A phase IIb trial, STELLAR adds checkpoint inhibitor Opdivo (nivolumab, Bristol-Myers Squibb Co.) to GVAX and CRS-207. Opdivo and the other PD-1 checkpoint inhibitors haven't had much success as monotherapies to treat pancreatic cancer.

The prostate cancer vaccine GVAX, which is also combined with CRS-207 in ECLIPSE, has been tested by Cell Genesys Inc., which merged with Biosante Pharmaceuticals Inc., before it was purchased by Aduro. GVAX's overall response rate was less than optimal, but patients who responded had CD8+ T cells in their tumors, suggesting that up-regulating the immune system could enhance GVAX's activity.

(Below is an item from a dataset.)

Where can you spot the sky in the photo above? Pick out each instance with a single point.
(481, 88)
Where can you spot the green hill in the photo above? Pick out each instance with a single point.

In the spring of 2015, Aduro hooked up with Novartis. Their deal centers on the development and commercialization of immuno-oncology products generated from its stimulator of interferon genes (STING) targeted cyclic dinucleotide (CDN) platform technology. CDNs are small molecules naturally expressed by bacteria and immune cells that are known to activate the STING signaling pathway in immune cells. A central mediator of innate immune response, STING when stimulated induces the expression of various interferons, cytokines and T-cell recruitment factors that amplify and strengthen immune activity. (See BioWorld Today, Jan. 6, 2015.)

Under the terms of the agreement, Aduro will receive an initial up-front payment of $200 million with Novartis making a 2.7 percent equity investment in the company valued at $25 million, with a commitment for another $25 million investment that will be made at a later date.

In addition, Aduro could get up to $500 more million in milestone-based rewards. The pact covers the joint research, development and commercialization of CDN-based therapies in the field of oncology. Aduro will maintain rights to its CDN technology in all other therapeutic areas, including infectious disease and autoimmunity.

About two years ago, another pharma biggie came to the company's door when Johnson & Johnson unit Janssen Biotech Inc. committed $30 million up front, plus up to $787 million in milestones to Aduro for an exclusive global license to a lung cancer treatment based on the Listeria strategy. The deal followed Aduro's exclusive licensing of prostate cancer candidates to Janssen in May for up to $365 million. (See BioWorld Today, Oct. 17, 2014.)